In her hotel room, piped music instead of prayer came through the back of the bedhead from the room next door while she telephoned Reuel. There was no direct dialling to the safe house he was in, in another country. A chocolate had been placed on a paper doily inscribed:
The Management Wishes You Goodnight
. She was eating it by the time the connection was established, and he heard that her mouth was full, a signal of calm audacity that reassured and at the same time delighted him.

—Not a mark on him. But it's an awful place.—

—How's that? I arranged for a house, a nice house!—

—It's hot and ugly, and the curtains are kept closed all the time.—

He was laughing thunder down in his deep chest. —If he's got any sense, he'll never be in a worse place, my God, if you call that awful … ! You've been a lucky girl.—

She told his father he wouldn't speak to her. But the day she was to leave and explained he would be following, separately, to his father's bush headquarters, he stood up—for a moment she thought he was going to clutch at her physically, not wanting to be left. —Who are you?—

He knew her name; she had given it to him the first time she saw him, and seen disbelief in his face.
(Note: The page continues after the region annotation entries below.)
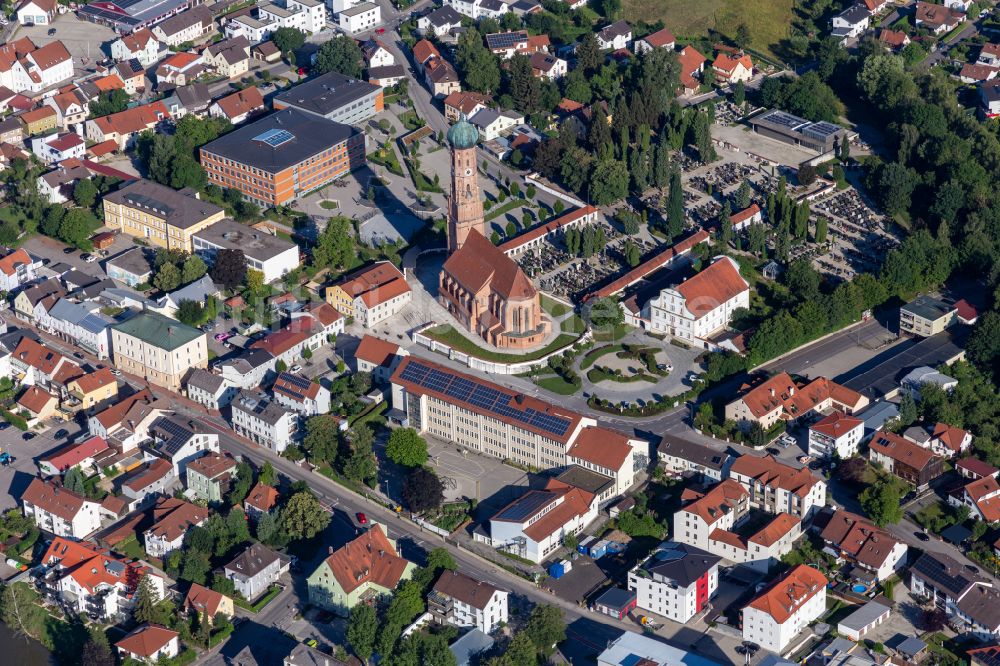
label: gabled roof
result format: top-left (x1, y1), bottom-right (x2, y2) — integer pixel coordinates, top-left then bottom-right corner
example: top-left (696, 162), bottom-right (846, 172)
top-left (749, 564), bottom-right (828, 624)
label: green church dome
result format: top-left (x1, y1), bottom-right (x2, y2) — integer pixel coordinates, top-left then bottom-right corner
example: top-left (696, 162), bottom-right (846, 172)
top-left (448, 113), bottom-right (479, 150)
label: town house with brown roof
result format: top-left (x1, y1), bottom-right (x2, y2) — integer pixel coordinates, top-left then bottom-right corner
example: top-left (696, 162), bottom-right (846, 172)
top-left (427, 569), bottom-right (508, 634)
top-left (142, 497), bottom-right (208, 558)
top-left (21, 478), bottom-right (101, 539)
top-left (729, 454), bottom-right (826, 520)
top-left (308, 523), bottom-right (416, 615)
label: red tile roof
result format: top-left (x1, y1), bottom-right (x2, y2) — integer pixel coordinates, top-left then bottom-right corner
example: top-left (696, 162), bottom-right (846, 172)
top-left (324, 524), bottom-right (409, 594)
top-left (750, 564), bottom-right (828, 624)
top-left (567, 426), bottom-right (632, 472)
top-left (674, 257), bottom-right (750, 319)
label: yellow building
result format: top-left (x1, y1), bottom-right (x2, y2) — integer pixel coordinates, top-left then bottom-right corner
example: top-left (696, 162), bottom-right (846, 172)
top-left (104, 180), bottom-right (226, 252)
top-left (111, 310), bottom-right (208, 391)
top-left (66, 368), bottom-right (118, 409)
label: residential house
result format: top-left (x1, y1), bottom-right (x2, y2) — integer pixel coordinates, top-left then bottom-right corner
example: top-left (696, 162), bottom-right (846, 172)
top-left (111, 28), bottom-right (164, 67)
top-left (628, 542), bottom-right (720, 624)
top-left (726, 372), bottom-right (868, 430)
top-left (475, 479), bottom-right (598, 564)
top-left (597, 21), bottom-right (632, 51)
top-left (142, 497), bottom-right (208, 558)
top-left (427, 570), bottom-right (508, 634)
top-left (729, 454), bottom-right (826, 520)
top-left (104, 247), bottom-right (153, 287)
top-left (868, 431), bottom-right (944, 489)
top-left (354, 333), bottom-right (410, 384)
top-left (673, 479), bottom-right (802, 572)
top-left (143, 415), bottom-right (219, 476)
top-left (185, 368), bottom-right (237, 410)
top-left (35, 536), bottom-right (166, 622)
top-left (86, 101), bottom-right (170, 151)
top-left (15, 0), bottom-right (59, 26)
top-left (743, 564), bottom-right (827, 654)
top-left (308, 523), bottom-right (416, 615)
top-left (152, 5), bottom-right (215, 46)
top-left (21, 478), bottom-right (101, 539)
top-left (271, 372), bottom-right (330, 417)
top-left (115, 624), bottom-right (181, 664)
top-left (656, 434), bottom-right (731, 481)
top-left (326, 261), bottom-right (413, 328)
top-left (181, 583), bottom-right (235, 624)
top-left (208, 86), bottom-right (267, 125)
top-left (809, 410), bottom-right (865, 460)
top-left (820, 509), bottom-right (906, 581)
top-left (243, 481), bottom-right (278, 520)
top-left (230, 389), bottom-right (299, 454)
top-left (105, 310), bottom-right (208, 391)
top-left (187, 452), bottom-right (236, 502)
top-left (830, 3), bottom-right (872, 42)
top-left (635, 28), bottom-right (677, 55)
top-left (223, 543), bottom-right (290, 601)
top-left (712, 53), bottom-right (753, 85)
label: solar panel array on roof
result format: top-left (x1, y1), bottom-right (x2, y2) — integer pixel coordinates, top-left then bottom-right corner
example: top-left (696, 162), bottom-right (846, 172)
top-left (400, 360), bottom-right (571, 437)
top-left (253, 129), bottom-right (295, 148)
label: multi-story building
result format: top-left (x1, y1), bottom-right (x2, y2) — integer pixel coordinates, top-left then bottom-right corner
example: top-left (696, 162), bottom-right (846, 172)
top-left (326, 261), bottom-right (413, 328)
top-left (230, 389), bottom-right (299, 454)
top-left (820, 509), bottom-right (906, 581)
top-left (142, 497), bottom-right (208, 558)
top-left (427, 569), bottom-right (508, 634)
top-left (111, 310), bottom-right (208, 391)
top-left (222, 543), bottom-right (291, 601)
top-left (729, 455), bottom-right (826, 520)
top-left (21, 478), bottom-right (101, 539)
top-left (628, 542), bottom-right (720, 624)
top-left (191, 218), bottom-right (299, 283)
top-left (271, 372), bottom-right (330, 416)
top-left (899, 296), bottom-right (958, 338)
top-left (673, 479), bottom-right (802, 571)
top-left (868, 430), bottom-right (944, 489)
top-left (809, 411), bottom-right (865, 460)
top-left (187, 452), bottom-right (236, 502)
top-left (104, 180), bottom-right (226, 253)
top-left (35, 536), bottom-right (166, 622)
top-left (743, 564), bottom-right (827, 654)
top-left (726, 372), bottom-right (868, 430)
top-left (308, 523), bottom-right (416, 615)
top-left (274, 71), bottom-right (384, 125)
top-left (200, 109), bottom-right (365, 207)
top-left (390, 356), bottom-right (648, 472)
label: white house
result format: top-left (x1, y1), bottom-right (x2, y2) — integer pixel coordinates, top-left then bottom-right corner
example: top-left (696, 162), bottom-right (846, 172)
top-left (271, 372), bottom-right (330, 416)
top-left (230, 389), bottom-right (299, 454)
top-left (628, 542), bottom-right (720, 624)
top-left (337, 2), bottom-right (382, 35)
top-left (743, 564), bottom-right (827, 654)
top-left (427, 569), bottom-right (508, 634)
top-left (646, 257), bottom-right (750, 347)
top-left (21, 478), bottom-right (101, 539)
top-left (223, 543), bottom-right (290, 601)
top-left (809, 411), bottom-right (865, 460)
top-left (475, 479), bottom-right (598, 564)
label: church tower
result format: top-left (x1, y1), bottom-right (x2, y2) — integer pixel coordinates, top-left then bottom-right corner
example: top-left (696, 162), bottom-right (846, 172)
top-left (448, 113), bottom-right (486, 253)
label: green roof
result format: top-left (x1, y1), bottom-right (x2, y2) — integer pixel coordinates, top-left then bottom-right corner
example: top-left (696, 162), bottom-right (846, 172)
top-left (112, 310), bottom-right (205, 351)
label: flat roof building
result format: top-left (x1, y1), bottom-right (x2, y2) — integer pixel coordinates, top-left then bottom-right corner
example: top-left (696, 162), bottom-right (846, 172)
top-left (274, 72), bottom-right (383, 125)
top-left (201, 109), bottom-right (365, 207)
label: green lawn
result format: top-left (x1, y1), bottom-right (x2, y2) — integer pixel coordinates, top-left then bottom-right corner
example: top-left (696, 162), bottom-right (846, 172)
top-left (622, 0), bottom-right (794, 58)
top-left (535, 375), bottom-right (580, 395)
top-left (424, 324), bottom-right (579, 363)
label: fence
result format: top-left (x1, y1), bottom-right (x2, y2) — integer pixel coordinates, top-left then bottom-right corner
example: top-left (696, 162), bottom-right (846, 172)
top-left (413, 322), bottom-right (593, 375)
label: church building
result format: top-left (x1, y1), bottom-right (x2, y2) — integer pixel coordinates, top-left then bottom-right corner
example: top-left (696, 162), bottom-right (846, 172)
top-left (438, 114), bottom-right (551, 349)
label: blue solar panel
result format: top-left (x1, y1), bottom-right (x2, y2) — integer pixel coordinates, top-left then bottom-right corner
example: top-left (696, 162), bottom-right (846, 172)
top-left (399, 359), bottom-right (571, 437)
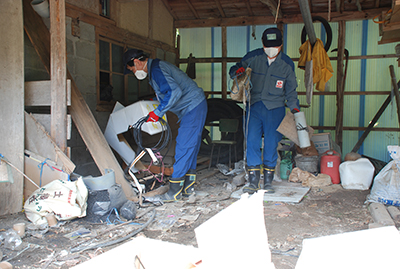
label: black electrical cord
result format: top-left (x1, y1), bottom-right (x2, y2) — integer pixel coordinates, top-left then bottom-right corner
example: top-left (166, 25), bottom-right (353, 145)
top-left (130, 116), bottom-right (172, 161)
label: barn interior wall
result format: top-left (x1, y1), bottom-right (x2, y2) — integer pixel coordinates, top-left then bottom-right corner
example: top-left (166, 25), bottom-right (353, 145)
top-left (179, 20), bottom-right (400, 161)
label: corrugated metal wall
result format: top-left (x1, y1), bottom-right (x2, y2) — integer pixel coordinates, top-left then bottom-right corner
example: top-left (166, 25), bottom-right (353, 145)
top-left (179, 20), bottom-right (400, 161)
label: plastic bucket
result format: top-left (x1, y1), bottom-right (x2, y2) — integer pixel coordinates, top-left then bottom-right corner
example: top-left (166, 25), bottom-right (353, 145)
top-left (294, 155), bottom-right (319, 173)
top-left (280, 159), bottom-right (293, 180)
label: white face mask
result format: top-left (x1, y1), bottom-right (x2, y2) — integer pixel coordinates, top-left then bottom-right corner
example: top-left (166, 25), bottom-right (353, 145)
top-left (135, 62), bottom-right (147, 80)
top-left (264, 47), bottom-right (279, 58)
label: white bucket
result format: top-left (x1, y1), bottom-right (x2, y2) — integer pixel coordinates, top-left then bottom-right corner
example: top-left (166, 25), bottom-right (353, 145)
top-left (31, 0), bottom-right (50, 18)
top-left (294, 111), bottom-right (311, 148)
top-left (339, 158), bottom-right (375, 190)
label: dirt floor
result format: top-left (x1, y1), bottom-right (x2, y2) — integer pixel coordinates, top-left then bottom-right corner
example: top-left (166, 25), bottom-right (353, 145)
top-left (0, 166), bottom-right (388, 269)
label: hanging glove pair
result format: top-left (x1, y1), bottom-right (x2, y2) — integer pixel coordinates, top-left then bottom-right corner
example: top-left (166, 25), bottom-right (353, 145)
top-left (146, 111), bottom-right (160, 122)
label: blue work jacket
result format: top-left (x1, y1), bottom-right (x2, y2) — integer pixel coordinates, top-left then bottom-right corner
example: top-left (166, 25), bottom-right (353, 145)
top-left (147, 58), bottom-right (205, 119)
top-left (229, 48), bottom-right (300, 110)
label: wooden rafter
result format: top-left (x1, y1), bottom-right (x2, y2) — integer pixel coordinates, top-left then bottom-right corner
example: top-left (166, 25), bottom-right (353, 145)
top-left (185, 0), bottom-right (200, 19)
top-left (161, 0), bottom-right (178, 20)
top-left (260, 0), bottom-right (283, 18)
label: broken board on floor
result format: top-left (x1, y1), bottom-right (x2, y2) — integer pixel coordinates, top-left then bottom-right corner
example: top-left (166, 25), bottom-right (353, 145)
top-left (231, 181), bottom-right (310, 204)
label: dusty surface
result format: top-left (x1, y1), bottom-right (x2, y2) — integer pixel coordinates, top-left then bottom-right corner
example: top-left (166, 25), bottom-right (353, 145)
top-left (0, 168), bottom-right (386, 269)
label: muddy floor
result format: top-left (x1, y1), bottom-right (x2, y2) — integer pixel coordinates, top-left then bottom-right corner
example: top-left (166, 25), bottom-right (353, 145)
top-left (0, 169), bottom-right (382, 269)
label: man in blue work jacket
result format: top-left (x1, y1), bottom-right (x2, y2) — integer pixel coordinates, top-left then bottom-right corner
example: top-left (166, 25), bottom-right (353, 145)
top-left (229, 28), bottom-right (299, 194)
top-left (123, 49), bottom-right (207, 202)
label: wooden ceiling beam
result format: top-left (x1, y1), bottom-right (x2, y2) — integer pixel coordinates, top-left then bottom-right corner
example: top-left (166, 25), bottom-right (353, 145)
top-left (186, 0), bottom-right (200, 19)
top-left (174, 8), bottom-right (387, 28)
top-left (161, 0), bottom-right (178, 21)
top-left (260, 0), bottom-right (283, 18)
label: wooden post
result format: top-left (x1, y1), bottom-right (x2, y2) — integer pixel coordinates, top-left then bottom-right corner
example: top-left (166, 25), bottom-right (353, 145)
top-left (221, 26), bottom-right (228, 99)
top-left (50, 0), bottom-right (67, 153)
top-left (389, 65), bottom-right (400, 127)
top-left (23, 0), bottom-right (134, 199)
top-left (335, 21), bottom-right (346, 148)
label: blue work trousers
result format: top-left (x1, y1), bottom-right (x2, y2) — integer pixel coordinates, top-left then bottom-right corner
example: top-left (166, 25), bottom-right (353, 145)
top-left (247, 101), bottom-right (285, 168)
top-left (171, 100), bottom-right (207, 178)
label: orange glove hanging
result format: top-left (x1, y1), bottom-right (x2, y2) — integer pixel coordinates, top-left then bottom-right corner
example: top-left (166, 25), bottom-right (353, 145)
top-left (146, 111), bottom-right (160, 122)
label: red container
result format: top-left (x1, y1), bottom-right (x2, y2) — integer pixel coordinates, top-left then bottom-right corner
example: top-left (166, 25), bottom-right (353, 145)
top-left (320, 150), bottom-right (340, 184)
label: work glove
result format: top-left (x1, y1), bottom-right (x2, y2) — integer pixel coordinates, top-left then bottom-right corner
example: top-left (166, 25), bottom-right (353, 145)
top-left (236, 67), bottom-right (246, 76)
top-left (290, 108), bottom-right (300, 114)
top-left (146, 111), bottom-right (160, 122)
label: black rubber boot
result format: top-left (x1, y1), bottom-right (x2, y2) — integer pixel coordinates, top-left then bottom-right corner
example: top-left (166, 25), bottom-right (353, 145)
top-left (243, 166), bottom-right (261, 194)
top-left (182, 169), bottom-right (196, 197)
top-left (160, 177), bottom-right (185, 203)
top-left (263, 167), bottom-right (275, 193)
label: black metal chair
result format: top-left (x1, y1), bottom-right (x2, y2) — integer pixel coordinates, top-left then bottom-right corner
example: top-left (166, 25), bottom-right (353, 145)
top-left (208, 119), bottom-right (239, 169)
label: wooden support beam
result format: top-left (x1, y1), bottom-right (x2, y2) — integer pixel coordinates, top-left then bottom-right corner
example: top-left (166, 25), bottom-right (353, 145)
top-left (215, 0), bottom-right (226, 18)
top-left (50, 0), bottom-right (67, 153)
top-left (221, 27), bottom-right (228, 99)
top-left (186, 0), bottom-right (200, 19)
top-left (389, 65), bottom-right (400, 127)
top-left (335, 21), bottom-right (346, 148)
top-left (23, 0), bottom-right (134, 199)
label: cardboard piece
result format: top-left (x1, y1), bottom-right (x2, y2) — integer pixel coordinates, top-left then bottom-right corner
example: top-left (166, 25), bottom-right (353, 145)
top-left (195, 191), bottom-right (275, 269)
top-left (295, 226), bottom-right (400, 269)
top-left (276, 111), bottom-right (314, 146)
top-left (231, 181), bottom-right (310, 204)
top-left (104, 101), bottom-right (167, 173)
top-left (73, 237), bottom-right (201, 269)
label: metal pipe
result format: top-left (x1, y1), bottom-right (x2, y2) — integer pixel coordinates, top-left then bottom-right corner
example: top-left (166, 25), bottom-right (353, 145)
top-left (299, 0), bottom-right (317, 46)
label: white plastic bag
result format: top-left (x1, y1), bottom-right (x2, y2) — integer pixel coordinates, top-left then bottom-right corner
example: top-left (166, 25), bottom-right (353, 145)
top-left (24, 178), bottom-right (88, 225)
top-left (367, 146), bottom-right (400, 206)
top-left (339, 158), bottom-right (375, 190)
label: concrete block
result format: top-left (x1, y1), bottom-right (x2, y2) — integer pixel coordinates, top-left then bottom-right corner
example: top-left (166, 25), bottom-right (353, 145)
top-left (75, 58), bottom-right (96, 81)
top-left (368, 203), bottom-right (394, 226)
top-left (75, 75), bottom-right (96, 94)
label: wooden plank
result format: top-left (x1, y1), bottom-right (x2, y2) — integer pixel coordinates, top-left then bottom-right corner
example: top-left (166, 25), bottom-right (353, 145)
top-left (32, 113), bottom-right (72, 140)
top-left (23, 0), bottom-right (134, 199)
top-left (0, 0), bottom-right (24, 215)
top-left (25, 112), bottom-right (75, 174)
top-left (49, 0), bottom-right (67, 153)
top-left (25, 79), bottom-right (71, 106)
top-left (352, 87), bottom-right (398, 152)
top-left (335, 21), bottom-right (346, 148)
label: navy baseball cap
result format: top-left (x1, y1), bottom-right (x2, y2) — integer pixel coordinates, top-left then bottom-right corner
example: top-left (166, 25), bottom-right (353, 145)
top-left (122, 49), bottom-right (147, 75)
top-left (262, 27), bottom-right (282, 48)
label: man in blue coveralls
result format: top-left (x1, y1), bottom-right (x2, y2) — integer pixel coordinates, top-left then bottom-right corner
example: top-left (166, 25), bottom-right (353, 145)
top-left (229, 28), bottom-right (299, 194)
top-left (123, 49), bottom-right (207, 202)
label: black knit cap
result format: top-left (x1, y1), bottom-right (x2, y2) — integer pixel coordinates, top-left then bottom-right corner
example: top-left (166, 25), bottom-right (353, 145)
top-left (122, 49), bottom-right (147, 75)
top-left (262, 27), bottom-right (282, 48)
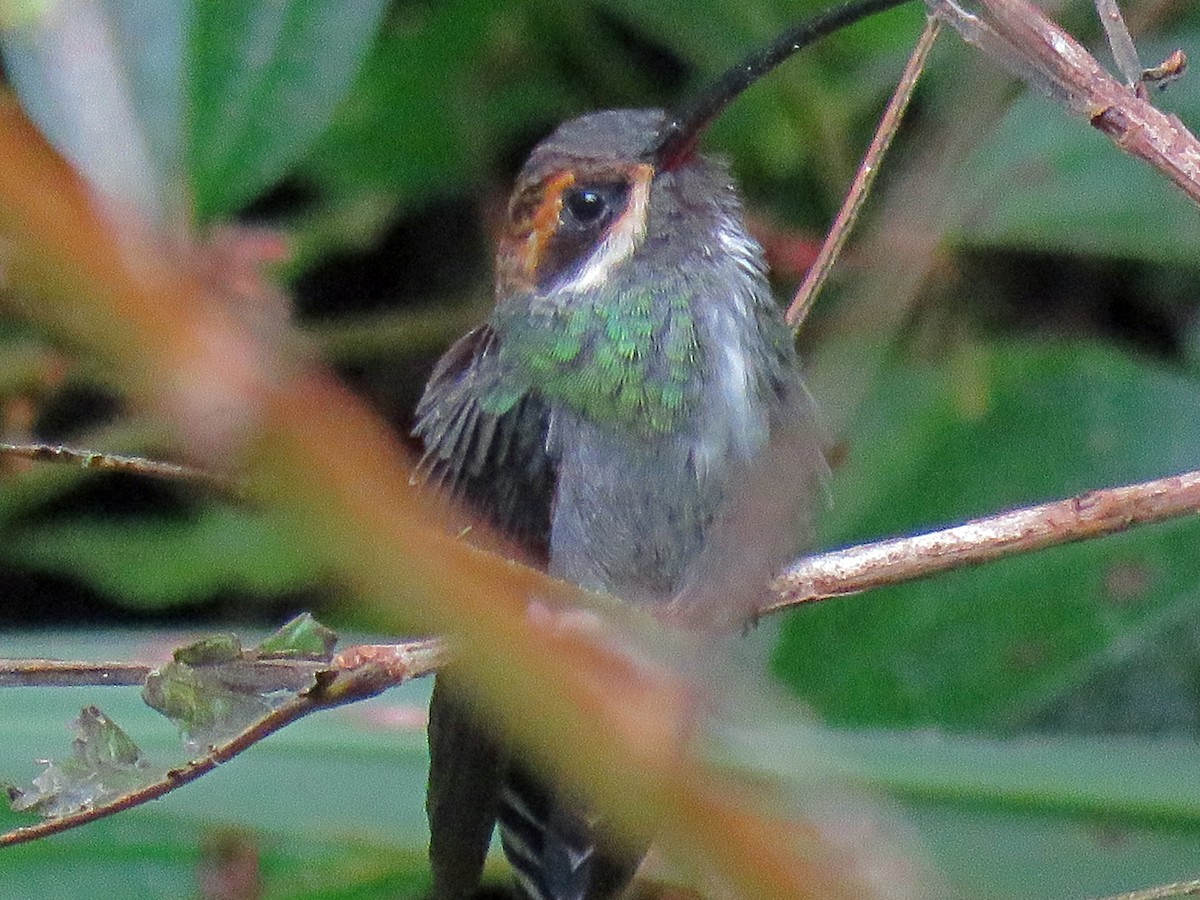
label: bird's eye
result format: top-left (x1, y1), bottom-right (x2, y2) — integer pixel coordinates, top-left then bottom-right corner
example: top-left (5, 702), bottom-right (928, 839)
top-left (563, 187), bottom-right (608, 227)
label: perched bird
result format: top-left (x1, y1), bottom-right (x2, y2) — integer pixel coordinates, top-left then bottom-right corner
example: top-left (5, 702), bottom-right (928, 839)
top-left (415, 0), bottom-right (895, 900)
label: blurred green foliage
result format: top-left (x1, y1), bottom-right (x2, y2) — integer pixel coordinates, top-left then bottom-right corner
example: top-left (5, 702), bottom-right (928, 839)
top-left (0, 0), bottom-right (1200, 896)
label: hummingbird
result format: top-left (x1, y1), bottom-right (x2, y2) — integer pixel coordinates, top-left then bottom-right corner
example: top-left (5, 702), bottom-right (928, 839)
top-left (414, 0), bottom-right (900, 900)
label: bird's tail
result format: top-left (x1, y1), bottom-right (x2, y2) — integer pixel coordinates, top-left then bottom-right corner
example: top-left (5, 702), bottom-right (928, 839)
top-left (499, 767), bottom-right (648, 900)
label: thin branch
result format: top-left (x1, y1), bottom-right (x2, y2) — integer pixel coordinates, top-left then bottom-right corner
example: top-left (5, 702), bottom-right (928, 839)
top-left (0, 659), bottom-right (155, 688)
top-left (786, 16), bottom-right (938, 329)
top-left (0, 640), bottom-right (448, 691)
top-left (1103, 881), bottom-right (1200, 900)
top-left (926, 0), bottom-right (1200, 203)
top-left (0, 442), bottom-right (232, 491)
top-left (0, 641), bottom-right (446, 847)
top-left (761, 472), bottom-right (1200, 616)
top-left (1096, 0), bottom-right (1142, 88)
top-left (11, 444), bottom-right (1200, 624)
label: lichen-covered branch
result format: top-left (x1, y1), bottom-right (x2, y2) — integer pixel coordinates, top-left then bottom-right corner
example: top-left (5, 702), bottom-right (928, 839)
top-left (0, 641), bottom-right (446, 847)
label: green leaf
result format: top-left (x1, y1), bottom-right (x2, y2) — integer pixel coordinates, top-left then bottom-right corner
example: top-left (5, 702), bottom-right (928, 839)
top-left (172, 635), bottom-right (241, 666)
top-left (773, 343), bottom-right (1200, 728)
top-left (187, 0), bottom-right (386, 220)
top-left (257, 612), bottom-right (337, 660)
top-left (8, 707), bottom-right (162, 818)
top-left (0, 0), bottom-right (188, 221)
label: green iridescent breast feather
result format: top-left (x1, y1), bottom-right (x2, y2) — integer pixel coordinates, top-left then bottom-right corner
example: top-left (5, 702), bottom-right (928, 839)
top-left (485, 289), bottom-right (701, 437)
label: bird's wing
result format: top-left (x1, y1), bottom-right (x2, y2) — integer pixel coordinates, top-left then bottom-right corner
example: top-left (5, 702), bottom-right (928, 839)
top-left (413, 325), bottom-right (558, 558)
top-left (414, 325), bottom-right (557, 900)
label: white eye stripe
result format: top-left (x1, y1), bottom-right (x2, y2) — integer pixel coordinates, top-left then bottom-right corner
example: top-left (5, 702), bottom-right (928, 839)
top-left (557, 173), bottom-right (653, 294)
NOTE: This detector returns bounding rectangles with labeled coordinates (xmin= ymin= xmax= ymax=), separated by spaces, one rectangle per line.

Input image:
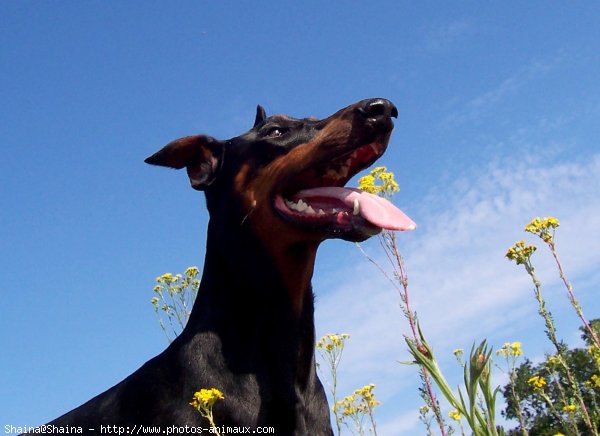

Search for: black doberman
xmin=35 ymin=98 xmax=414 ymax=436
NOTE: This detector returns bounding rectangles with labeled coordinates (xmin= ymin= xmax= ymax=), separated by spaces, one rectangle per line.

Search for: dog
xmin=31 ymin=98 xmax=415 ymax=436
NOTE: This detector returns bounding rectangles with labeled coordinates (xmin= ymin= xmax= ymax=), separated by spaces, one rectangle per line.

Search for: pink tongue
xmin=295 ymin=187 xmax=417 ymax=230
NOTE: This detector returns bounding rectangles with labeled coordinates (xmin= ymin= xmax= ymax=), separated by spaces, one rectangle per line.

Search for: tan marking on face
xmin=234 ymin=119 xmax=352 ymax=314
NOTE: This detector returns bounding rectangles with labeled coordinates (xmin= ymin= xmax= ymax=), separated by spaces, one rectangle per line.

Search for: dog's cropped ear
xmin=253 ymin=105 xmax=267 ymax=127
xmin=144 ymin=135 xmax=223 ymax=191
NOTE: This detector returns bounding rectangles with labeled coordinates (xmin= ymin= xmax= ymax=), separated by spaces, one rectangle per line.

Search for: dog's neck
xmin=184 ymin=221 xmax=316 ymax=381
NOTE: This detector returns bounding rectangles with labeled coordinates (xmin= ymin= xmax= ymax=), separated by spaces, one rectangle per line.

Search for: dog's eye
xmin=267 ymin=127 xmax=287 ymax=138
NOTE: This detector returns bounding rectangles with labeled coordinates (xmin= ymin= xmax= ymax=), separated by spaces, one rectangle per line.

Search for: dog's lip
xmin=278 ymin=142 xmax=387 ymax=198
xmin=274 ymin=142 xmax=416 ymax=236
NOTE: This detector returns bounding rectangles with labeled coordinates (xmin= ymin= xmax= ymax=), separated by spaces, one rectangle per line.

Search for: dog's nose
xmin=358 ymin=98 xmax=398 ymax=120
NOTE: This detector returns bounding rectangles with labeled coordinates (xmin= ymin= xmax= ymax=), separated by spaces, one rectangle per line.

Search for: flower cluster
xmin=527 ymin=375 xmax=546 ymax=390
xmin=190 ymin=388 xmax=225 ymax=409
xmin=316 ymin=333 xmax=350 ymax=351
xmin=506 ymin=241 xmax=536 ymax=265
xmin=358 ymin=167 xmax=400 ymax=198
xmin=585 ymin=374 xmax=600 ymax=389
xmin=525 ymin=216 xmax=560 ymax=244
xmin=496 ymin=342 xmax=523 ymax=357
xmin=150 ymin=266 xmax=200 ymax=342
xmin=336 ymin=383 xmax=380 ymax=417
xmin=448 ymin=410 xmax=461 ymax=421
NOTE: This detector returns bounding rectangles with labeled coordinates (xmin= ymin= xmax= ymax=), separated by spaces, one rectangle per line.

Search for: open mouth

—I'm your father's lover. My husband was assassinated seven years ago.—

He looked at her; appeared to be looking at her dark eyes, all shining pupil, her tight-skinned cheeks, mouth with the
beginnings of the lines of her most habitual expression—generous, wary confidence—overprinting the relaxation at the corners of her lips, but he was following something else. Every feature of her—the breasts slung from the angle of bare collarbones, the dent of her navel visible under the thin cotton of her skirt, the ringless brown hands and dabs of red paint on her toenails—all these, of face and body, were markers and footholds showing the way. He had enough of his father in him to recognize this one not only knew the need to move on, but also what she would not reveal to his father: what it was necessary to do, to bring this about.